La escena se repite en aulas de todo el mundo: estudiantes que aprueban sin comprender y docentes que evalúan sin certezas. La irrupción de la inteligencia artificial no creó este problema en la educación, pero lo expuso con crudeza y velocidad. La pregunta ya no es cómo estudiar mejor, sino para qué hacerlo en un sistema que parece haber perdido su sentido original.
Santiago Bilinkis, emprendedor y tecnólogo, pone palabras a una inquietud compartida: la educación continúa organizada con lógicas del pasado mientras el mundo avanza a otro ritmo. En ese desfasaje se juega algo más que el rendimiento académico. Se discute la capacidad de pensar, crear y aprender en serio.
Cuando aprobar dejó de ser aprender
Durante décadas, la educación se sostuvo sobre un acuerdo implícito: estudiar garantizaba progreso. Las notas funcionaban como brújula y promesa. Hoy ese pacto está debilitado. Casos recientes en universidades de Estados Unidos, donde alumnos reconocieron haber aprobado exámenes completos con IA, muestran hasta qué punto aprobar y aprender se separaron.
El problema no es nuevo. La educación ya arrastraba una crisis profunda basada en la memorización y el castigo al error. La llegada de la IA solo aceleró un proceso previo. Si es posible obtener un diez sin leer el enunciado, toda la energía se dirige a la calificación y no al conocimiento.
Bilinkis retoma investigaciones clásicas sobre motivación para explicar el fenómeno. La educación privilegió durante años los incentivos externos y relegó el deseo genuino de aprender.
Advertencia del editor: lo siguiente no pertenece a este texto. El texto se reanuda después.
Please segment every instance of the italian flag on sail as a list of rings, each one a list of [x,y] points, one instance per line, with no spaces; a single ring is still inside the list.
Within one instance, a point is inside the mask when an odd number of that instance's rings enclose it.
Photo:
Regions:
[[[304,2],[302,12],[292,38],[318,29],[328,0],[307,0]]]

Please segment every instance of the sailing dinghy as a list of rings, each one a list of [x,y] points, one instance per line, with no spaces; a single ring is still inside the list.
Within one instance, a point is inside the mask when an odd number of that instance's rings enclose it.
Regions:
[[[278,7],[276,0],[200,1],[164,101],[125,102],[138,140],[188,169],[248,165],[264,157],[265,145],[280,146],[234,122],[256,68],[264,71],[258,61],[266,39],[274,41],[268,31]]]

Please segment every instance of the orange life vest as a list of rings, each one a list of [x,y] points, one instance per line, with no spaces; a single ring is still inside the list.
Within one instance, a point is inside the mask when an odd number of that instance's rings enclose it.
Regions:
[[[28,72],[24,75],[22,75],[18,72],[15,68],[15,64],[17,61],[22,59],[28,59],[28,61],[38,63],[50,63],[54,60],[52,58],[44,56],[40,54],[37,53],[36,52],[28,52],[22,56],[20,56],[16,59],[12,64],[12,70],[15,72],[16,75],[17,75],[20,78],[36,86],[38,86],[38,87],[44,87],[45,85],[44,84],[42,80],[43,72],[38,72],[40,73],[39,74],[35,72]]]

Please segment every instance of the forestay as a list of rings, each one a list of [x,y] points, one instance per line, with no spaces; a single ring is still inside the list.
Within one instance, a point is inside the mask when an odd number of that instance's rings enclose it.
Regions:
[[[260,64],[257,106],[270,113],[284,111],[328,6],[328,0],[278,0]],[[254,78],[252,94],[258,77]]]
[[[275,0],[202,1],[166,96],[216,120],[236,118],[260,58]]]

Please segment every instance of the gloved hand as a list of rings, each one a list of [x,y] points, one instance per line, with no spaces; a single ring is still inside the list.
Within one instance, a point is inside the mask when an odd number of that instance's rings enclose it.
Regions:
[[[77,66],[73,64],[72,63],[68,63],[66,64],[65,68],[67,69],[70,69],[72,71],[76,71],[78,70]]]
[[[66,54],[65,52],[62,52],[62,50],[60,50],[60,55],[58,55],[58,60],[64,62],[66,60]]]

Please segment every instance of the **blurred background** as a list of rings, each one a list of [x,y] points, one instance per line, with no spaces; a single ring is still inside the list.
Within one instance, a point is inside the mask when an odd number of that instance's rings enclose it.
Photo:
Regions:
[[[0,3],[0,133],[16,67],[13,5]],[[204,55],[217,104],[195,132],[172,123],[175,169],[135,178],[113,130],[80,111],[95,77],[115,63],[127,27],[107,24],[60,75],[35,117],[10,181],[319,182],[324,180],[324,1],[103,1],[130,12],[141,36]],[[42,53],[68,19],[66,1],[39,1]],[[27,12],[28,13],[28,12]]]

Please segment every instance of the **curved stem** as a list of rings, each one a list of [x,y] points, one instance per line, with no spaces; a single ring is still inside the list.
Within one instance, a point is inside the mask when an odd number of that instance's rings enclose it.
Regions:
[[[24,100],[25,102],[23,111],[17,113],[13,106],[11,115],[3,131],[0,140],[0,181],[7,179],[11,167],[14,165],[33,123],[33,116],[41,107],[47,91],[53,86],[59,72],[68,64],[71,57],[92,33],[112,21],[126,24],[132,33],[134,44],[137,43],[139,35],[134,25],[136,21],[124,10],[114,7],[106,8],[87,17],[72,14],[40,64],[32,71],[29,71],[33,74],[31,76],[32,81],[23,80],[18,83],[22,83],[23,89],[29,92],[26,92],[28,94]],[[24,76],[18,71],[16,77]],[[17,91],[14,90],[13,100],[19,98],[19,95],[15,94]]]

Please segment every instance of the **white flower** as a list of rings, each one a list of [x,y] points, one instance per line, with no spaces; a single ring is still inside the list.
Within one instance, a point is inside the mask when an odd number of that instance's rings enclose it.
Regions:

Cuando el premio es la nota y no la comprensión, cualquier atajo resulta tentador.
Educación: El riesgo de delegar el pensamiento

Un experimento reciente del MIT encendió alarmas en el ámbito de la educación. Estudiantes que escribieron ensayos con ayuda de IA mostraron menor actividad cerebral y escasa capacidad de recordar lo producido. No se trata de demonizar la tecnología, sino de advertir sus efectos cuando reemplaza el esfuerzo cognitivo.
Bilinkis define este fenómeno como sedentarismo cognitivo. La escuela enfrenta así un dilema inédito: nunca fue tan fácil cumplir con las consignas y nunca tan difícil involucrarse de verdad. Delegar el pensamiento puede volvernos más eficientes, pero también más frágiles.
Prohibir la IA en las escuelas, advierte, sería un error. El desafío pasa por cambiar el orden. Pensar primero, equivocarse y luego usar la herramienta para mejorar. Cuando la educación habilita el error y la exploración, la tecnología potencia en lugar de apagar.
El problema de fondo excede a las aulas. Una educación centrada solo en resultados forma personas entrenadas para cumplir, no para comprender. Las pruebas estandarizadas muestran déficits, pero el fracaso más profundo es la pérdida de curiosidad y pensamiento crítico.
Recuperar el sentido de la educación implica un cambio colectivo. Familias, docentes y políticas públicas deben volver a poner el foco en la motivación intrínseca. Sin ese motor, la educación seguirá siendo vulnerable a cualquier atajo tecnológico que prometa facilidad.
Bilinkis insiste en que la educación no consiste en acumular datos, sino en encender una llama. Los contenidos se olvidan, pero los buenos docentes dejan marcas duraderas. Aun en este contexto incierto, la educación puede volver a preparar para el futuro si se anima a cambiar.